Amnesty has a rule that members cannot work for political prisoners in their own country, a safeguard that seems to matter more in some countries than in others. But in death penalty cases, we are allowed to write letters to and petition our own governments. The U.S. is one of the only industrialized countries that still sanctions the death penalty, and so when Amnesty took up the cause, many of us charged straight into it.
But I don’t mean to get so “political” here, even though Amnesty is not politically-affiliated with any certain party or slant. And that’s by charter.

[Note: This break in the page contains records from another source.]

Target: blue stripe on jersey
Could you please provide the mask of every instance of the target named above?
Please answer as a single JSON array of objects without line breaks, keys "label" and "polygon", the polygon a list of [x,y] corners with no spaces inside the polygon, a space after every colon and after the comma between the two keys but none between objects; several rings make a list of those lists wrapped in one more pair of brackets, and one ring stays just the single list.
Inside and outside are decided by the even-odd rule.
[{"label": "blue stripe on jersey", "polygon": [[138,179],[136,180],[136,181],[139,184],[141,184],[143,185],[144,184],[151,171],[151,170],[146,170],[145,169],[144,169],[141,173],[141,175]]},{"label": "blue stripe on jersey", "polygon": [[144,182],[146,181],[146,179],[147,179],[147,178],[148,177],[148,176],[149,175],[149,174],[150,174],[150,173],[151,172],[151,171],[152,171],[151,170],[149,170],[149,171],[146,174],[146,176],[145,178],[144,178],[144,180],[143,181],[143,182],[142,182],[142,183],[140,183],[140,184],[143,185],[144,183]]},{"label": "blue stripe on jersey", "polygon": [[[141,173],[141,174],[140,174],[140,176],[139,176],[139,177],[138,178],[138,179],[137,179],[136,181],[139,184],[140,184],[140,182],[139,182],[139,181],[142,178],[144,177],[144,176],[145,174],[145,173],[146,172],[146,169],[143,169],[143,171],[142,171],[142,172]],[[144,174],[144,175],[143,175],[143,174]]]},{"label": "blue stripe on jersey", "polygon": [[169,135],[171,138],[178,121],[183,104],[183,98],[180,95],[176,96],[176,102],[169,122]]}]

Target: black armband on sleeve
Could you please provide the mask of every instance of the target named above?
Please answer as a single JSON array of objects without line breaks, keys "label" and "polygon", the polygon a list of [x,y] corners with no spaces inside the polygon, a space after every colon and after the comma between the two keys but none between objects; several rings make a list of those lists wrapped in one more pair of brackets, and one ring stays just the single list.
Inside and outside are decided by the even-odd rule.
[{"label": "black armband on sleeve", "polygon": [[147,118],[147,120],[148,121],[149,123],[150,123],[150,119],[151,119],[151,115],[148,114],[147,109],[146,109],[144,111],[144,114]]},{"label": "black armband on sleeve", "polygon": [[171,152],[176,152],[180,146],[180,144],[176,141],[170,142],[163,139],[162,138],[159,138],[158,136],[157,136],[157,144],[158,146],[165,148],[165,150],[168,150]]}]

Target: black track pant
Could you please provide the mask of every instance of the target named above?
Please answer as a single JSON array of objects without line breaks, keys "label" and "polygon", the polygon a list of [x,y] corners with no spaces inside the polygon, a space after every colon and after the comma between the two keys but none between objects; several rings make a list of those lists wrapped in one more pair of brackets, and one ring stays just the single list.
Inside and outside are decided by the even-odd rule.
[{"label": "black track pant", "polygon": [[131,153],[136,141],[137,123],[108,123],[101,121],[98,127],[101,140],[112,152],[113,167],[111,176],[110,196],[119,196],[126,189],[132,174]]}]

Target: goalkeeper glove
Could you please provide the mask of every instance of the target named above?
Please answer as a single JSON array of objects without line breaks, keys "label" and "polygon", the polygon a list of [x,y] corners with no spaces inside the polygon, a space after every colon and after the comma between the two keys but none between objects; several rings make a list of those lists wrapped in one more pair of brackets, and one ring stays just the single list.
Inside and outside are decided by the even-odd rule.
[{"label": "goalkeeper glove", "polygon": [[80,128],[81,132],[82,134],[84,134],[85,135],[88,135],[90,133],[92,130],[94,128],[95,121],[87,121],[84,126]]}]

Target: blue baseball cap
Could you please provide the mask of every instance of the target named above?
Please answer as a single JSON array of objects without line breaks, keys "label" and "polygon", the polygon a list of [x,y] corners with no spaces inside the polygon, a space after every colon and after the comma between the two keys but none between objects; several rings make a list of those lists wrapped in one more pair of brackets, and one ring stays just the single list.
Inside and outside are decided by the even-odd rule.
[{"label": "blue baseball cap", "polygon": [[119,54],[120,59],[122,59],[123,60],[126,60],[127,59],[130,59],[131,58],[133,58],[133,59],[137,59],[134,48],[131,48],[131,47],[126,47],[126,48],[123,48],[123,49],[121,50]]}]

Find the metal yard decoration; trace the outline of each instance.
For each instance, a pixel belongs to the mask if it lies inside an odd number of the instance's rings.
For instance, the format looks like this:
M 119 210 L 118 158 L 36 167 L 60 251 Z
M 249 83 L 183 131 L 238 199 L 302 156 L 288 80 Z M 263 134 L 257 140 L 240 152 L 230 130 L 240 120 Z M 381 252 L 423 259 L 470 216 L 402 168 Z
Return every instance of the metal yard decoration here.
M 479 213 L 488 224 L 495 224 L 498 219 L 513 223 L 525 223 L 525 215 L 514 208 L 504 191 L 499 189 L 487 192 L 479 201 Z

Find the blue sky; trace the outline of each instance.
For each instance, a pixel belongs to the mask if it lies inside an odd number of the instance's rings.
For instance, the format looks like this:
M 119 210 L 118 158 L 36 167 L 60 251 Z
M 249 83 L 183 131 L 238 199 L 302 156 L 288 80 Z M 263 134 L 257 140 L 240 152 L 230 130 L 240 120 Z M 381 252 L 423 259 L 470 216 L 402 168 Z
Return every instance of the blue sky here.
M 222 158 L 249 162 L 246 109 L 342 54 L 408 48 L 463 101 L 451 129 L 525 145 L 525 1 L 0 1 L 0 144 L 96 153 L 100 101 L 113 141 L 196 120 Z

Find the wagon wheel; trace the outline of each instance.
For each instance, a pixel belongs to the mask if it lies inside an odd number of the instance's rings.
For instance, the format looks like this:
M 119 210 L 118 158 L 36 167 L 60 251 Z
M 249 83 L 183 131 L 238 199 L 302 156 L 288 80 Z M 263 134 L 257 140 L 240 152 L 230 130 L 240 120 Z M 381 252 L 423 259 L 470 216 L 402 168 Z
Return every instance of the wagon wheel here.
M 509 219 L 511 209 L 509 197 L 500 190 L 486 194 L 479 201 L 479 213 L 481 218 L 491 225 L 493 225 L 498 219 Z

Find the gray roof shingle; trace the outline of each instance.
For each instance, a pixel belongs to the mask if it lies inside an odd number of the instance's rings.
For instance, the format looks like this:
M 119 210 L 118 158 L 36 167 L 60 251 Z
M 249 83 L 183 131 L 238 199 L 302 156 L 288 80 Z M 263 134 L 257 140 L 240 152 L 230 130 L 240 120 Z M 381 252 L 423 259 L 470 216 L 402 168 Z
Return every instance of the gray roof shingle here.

What I do want to say is that we stayed in Amnesty for twelve years, and the normal lifespan of a human rights volunteer is two years. I know that we stayed in the organization mainly because of the friendships we made there with Owen, and Leo, and Maurice, Mickey and Marian, Dwight, John, Efia, Alvena, Walter, and Edwin.
And mainly Guy.
I can’t explain this but if you understand the concept of a Renaissance Man (or Woman), then you’d understand Guy. A world traveller, often on his bicycle. An astronomical genius: he published his Astronomical Calendar yearly, which he writes, edits, and illustrates. This work is encyclopedic and not strictly for the casual stargazer. Guy bought a house once and landscaped a garden maze. He knew about or was curious about literature, music, film, biology, and physics. He understands so much of the world, but like many of us, he has his darker moments.
Before Guy, I had never had a true mentor, someone whose mind I wanted to mine, embrace, follow.
And he became the only other person I knew whose respect I craved. The only other person I wanted to value me at least as much as I valued him.
On this day, and that one thirty years ago, I can say with great confidence, you rescued us, Guy, and gave us hope and amnesty.
The other person, of course, is the one who pushed me into viewing a universal phenomenon that seemed to mean so little to me before, but that, after I viewed it with John, and Walter, and Maurice, my own student Erika (who met the coolest people ever), and especially Guy and Tilly, became a central wonder of my own life.
So at the bell tower on Furman University’s campus in the full totality of the two moments when everyone was staring up and being unbelievably quiet, my wife and I kissed, as lovers do. As we were supposed to in the midst of this rare and precious moment that we’ll likely never have again.